Das sagt Kimmich zum Sané-Zoff

Das sagt Kimmich zum Sané-Zoff

Joshua Kimmich nimmt Stellung zu seiner Auseinandersetzung mit Leroy Sané und sagt, worauf es bei der Nationalmannschaft ankommen wird. Beim FC Bayern hofft er auf Konstanz auf dem Trainerstuhl.
Joshua Kimmich sieht einen Missstand beim Rekordmeister, den er bei Sport1 klar anspricht.
"Nicht das Ziel": Kimmich kritisiert FC Bayern
00:48
Patrick Berger
Florian Plettenberg
von F. Plettenberg, P. Berger
am 5. Juni

Das Trainingsshirt trägt Joshua Kimmich stets in der Hose statt darüber. Nicht nur deswegen ist er im Kreise der Nationalmannschaft ein Unikat.

Denn Kimmich (53 Länderspiele/3 Tore) ist mit seinen 26 Jahren bereits einer der DFB-Anführer, der in jedem Training und Spiel vorangeht. Wer dann nicht mitzieht, muss mit einer Ansage des Dauerbrenners rechnen.

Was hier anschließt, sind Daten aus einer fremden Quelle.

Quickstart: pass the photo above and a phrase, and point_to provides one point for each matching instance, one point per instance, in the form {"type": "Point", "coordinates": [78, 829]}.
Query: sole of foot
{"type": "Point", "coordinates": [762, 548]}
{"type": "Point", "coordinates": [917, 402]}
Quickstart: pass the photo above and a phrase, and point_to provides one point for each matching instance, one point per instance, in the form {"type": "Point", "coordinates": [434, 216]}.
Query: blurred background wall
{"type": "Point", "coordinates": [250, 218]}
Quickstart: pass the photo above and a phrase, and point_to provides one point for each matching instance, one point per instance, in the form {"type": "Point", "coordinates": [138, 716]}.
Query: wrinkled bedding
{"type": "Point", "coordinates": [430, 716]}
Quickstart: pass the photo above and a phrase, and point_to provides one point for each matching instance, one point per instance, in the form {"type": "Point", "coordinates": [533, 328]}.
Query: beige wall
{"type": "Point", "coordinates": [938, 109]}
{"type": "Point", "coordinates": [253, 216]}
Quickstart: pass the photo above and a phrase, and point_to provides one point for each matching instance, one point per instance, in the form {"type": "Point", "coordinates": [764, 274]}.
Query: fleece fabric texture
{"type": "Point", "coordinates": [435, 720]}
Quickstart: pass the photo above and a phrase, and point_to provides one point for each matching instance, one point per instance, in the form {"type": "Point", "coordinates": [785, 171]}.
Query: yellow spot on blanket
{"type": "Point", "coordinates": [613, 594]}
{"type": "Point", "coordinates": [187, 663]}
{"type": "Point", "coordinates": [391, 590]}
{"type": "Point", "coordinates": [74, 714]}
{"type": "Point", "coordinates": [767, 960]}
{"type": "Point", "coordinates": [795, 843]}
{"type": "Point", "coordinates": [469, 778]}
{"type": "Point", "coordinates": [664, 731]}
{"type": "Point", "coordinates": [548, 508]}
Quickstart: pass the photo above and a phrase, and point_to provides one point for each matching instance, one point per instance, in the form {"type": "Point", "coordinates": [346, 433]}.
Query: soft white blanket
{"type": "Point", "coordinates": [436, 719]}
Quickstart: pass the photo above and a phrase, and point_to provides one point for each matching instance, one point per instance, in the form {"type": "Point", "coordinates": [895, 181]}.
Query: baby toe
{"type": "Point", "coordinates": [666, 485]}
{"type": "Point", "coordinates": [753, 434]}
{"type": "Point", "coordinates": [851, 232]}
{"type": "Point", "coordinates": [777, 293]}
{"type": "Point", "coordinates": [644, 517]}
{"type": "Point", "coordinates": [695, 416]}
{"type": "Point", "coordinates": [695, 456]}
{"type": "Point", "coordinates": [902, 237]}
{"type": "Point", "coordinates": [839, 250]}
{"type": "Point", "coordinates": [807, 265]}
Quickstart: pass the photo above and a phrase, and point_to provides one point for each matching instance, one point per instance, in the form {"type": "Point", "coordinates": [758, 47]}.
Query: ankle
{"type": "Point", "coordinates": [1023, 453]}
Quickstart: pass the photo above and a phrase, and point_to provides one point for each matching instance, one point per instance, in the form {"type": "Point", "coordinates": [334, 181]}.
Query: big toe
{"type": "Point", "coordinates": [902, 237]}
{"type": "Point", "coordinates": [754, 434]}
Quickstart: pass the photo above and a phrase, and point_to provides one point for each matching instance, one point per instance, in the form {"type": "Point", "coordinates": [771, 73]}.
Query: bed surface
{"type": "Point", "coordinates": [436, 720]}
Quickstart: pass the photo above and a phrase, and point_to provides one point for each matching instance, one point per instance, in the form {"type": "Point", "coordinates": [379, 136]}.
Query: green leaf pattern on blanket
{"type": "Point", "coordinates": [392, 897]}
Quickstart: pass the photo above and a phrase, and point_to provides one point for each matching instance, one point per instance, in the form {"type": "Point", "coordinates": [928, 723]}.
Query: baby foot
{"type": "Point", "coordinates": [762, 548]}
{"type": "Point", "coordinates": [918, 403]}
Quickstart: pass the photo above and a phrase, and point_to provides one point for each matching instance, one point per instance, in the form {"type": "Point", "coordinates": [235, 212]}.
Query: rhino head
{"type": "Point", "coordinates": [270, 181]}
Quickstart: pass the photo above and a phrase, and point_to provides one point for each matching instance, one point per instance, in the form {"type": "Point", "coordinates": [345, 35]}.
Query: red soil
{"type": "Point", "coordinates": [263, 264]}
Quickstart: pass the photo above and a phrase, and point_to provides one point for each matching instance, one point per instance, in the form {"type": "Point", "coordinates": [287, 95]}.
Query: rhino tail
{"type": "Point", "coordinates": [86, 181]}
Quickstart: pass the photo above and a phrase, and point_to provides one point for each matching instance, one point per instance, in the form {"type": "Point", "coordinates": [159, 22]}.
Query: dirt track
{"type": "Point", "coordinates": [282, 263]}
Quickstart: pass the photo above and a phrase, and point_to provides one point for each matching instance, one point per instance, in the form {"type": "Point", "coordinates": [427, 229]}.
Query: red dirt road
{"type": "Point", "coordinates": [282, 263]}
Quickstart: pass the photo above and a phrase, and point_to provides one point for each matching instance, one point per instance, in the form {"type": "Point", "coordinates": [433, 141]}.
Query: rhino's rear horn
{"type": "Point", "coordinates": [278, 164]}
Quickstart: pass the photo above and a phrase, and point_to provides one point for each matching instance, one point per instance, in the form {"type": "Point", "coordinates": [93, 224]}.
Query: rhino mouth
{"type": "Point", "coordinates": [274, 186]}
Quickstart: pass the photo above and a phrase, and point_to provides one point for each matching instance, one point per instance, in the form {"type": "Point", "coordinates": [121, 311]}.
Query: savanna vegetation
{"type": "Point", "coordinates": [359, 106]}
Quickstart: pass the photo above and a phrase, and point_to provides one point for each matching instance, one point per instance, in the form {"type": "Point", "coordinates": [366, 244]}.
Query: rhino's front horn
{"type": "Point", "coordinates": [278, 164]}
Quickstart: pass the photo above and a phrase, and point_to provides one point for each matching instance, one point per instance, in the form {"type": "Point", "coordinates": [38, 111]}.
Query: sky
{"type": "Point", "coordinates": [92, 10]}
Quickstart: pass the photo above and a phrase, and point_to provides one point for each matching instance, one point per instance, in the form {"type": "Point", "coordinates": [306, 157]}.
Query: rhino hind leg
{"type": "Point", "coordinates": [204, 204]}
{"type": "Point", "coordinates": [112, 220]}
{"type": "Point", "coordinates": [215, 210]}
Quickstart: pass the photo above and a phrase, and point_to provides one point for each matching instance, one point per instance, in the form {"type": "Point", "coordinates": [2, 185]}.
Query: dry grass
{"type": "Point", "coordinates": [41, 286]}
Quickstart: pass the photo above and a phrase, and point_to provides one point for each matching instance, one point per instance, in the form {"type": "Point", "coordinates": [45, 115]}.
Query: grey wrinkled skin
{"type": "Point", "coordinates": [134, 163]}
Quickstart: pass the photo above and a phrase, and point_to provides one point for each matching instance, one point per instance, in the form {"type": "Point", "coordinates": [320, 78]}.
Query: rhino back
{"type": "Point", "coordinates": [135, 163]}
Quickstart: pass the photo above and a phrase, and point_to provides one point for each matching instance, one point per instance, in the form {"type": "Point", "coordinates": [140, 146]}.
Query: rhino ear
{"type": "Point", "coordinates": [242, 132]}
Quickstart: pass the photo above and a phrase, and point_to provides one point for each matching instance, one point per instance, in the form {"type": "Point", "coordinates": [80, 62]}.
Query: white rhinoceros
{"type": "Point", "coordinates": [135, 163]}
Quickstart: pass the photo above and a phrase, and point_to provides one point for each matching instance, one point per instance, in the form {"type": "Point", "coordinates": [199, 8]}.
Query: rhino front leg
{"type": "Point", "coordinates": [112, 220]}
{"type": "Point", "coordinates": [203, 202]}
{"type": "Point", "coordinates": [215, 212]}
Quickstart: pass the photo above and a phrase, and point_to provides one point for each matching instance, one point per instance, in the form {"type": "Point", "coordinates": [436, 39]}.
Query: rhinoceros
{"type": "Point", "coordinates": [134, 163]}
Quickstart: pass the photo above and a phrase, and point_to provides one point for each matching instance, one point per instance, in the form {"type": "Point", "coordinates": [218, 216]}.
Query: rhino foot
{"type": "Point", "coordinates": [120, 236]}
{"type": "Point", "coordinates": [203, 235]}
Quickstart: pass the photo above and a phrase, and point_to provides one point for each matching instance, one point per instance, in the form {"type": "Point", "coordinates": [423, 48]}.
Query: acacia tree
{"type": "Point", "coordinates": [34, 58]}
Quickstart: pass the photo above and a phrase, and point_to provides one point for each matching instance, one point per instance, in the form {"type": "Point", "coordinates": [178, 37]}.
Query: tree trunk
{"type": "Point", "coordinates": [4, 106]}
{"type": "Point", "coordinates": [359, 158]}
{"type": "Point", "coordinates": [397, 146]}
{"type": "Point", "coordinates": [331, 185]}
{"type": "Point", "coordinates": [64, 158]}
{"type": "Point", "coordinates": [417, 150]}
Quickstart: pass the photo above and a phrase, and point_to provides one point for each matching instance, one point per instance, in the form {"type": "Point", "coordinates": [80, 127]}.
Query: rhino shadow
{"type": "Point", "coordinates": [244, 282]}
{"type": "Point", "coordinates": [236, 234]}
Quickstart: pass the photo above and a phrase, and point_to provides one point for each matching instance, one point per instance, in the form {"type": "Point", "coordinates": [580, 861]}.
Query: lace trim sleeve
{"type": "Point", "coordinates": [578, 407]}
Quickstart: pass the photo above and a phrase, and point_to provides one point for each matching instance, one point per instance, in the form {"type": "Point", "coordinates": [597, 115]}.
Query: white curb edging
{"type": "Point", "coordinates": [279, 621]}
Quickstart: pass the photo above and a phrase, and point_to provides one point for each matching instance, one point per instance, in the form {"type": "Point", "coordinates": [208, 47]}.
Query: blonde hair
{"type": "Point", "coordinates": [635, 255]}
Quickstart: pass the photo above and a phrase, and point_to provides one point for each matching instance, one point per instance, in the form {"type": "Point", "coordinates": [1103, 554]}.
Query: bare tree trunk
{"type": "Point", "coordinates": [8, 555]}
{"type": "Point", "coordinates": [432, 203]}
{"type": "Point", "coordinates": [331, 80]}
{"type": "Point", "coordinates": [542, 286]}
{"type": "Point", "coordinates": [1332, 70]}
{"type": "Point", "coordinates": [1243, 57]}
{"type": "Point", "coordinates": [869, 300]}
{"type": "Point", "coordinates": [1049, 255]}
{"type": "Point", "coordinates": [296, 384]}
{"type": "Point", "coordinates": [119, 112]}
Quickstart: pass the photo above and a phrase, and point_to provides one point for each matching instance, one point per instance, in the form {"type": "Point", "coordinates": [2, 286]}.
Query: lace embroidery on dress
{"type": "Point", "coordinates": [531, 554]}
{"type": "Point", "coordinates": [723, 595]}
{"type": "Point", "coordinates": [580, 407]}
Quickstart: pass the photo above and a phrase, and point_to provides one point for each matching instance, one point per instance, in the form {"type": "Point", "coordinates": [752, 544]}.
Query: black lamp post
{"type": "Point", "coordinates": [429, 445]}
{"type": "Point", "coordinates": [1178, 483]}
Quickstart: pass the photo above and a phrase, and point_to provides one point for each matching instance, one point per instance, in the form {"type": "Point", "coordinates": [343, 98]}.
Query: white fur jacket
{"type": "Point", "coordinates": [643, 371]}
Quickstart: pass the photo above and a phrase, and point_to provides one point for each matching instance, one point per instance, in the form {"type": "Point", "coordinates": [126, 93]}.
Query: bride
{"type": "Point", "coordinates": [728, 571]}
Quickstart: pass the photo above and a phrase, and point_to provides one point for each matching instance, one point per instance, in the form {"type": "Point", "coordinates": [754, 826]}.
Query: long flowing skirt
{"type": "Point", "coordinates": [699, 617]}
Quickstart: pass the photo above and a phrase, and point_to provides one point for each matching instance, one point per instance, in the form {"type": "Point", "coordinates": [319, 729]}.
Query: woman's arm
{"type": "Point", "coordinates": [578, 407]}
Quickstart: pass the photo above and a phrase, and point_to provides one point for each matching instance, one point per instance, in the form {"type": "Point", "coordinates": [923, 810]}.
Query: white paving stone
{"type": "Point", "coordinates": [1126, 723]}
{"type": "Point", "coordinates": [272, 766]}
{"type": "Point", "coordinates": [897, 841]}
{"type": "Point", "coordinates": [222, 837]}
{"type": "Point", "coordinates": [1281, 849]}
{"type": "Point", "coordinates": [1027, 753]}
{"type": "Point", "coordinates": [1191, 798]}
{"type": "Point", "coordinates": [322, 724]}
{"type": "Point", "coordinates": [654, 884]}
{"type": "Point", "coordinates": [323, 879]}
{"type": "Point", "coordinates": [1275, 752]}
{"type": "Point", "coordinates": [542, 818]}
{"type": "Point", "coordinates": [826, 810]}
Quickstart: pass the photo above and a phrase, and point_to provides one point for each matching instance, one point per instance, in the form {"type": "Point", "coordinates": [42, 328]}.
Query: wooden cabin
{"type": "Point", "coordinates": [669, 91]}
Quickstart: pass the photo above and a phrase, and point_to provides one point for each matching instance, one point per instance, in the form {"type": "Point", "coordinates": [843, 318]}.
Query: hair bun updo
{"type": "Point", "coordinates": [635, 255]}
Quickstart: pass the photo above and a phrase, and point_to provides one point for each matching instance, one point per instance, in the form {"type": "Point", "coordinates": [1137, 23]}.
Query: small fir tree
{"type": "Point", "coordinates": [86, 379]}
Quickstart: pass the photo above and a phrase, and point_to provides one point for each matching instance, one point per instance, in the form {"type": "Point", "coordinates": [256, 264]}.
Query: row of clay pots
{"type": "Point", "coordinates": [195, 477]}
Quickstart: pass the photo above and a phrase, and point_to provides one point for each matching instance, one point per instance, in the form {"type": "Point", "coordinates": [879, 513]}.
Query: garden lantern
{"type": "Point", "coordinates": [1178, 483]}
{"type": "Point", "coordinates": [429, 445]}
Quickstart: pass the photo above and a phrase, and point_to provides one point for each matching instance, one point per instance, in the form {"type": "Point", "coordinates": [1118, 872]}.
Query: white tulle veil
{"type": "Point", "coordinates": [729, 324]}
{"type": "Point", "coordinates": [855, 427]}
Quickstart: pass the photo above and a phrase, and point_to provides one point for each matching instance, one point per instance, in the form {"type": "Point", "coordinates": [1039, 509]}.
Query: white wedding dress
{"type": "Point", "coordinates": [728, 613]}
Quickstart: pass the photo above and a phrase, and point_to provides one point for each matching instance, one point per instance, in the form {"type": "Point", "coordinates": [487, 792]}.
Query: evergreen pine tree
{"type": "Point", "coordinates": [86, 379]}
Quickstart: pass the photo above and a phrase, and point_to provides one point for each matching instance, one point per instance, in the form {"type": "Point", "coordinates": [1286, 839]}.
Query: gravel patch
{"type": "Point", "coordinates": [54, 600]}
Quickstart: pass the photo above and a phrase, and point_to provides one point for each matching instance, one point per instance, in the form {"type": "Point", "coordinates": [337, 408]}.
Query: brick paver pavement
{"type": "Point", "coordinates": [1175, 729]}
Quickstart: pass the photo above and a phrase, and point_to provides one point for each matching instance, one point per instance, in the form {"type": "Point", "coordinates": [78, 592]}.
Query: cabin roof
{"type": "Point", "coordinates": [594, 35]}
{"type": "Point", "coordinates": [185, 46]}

Im Gespräch mit SPORT1 spricht Kimmich über:

Kimmich über Sané: "Ein sehr besonderer Spieler"

... den Disput mit Sané: "Ehrlicherweise habe ich das nicht als Disput wahrgenommen. Es war eine Situation, bei der ich das Gefühl hatte, dass wir pressen können. Leroy hat sich dann anders entschieden. Aber solche Situationen passieren auf dem Spielfeld sehr oft. Ich bin der Meinung, dass wir in Sachen Kommunikation noch einen draufpacken können. Es ist wichtig, dass wir viel miteinander sprechen. Wir sind viele Jungs aus verschiedenen Vereinen. Wir sind hier neu zusammen und hatten nicht oft die Chance, mit dem kompletten Stamm zu trainieren."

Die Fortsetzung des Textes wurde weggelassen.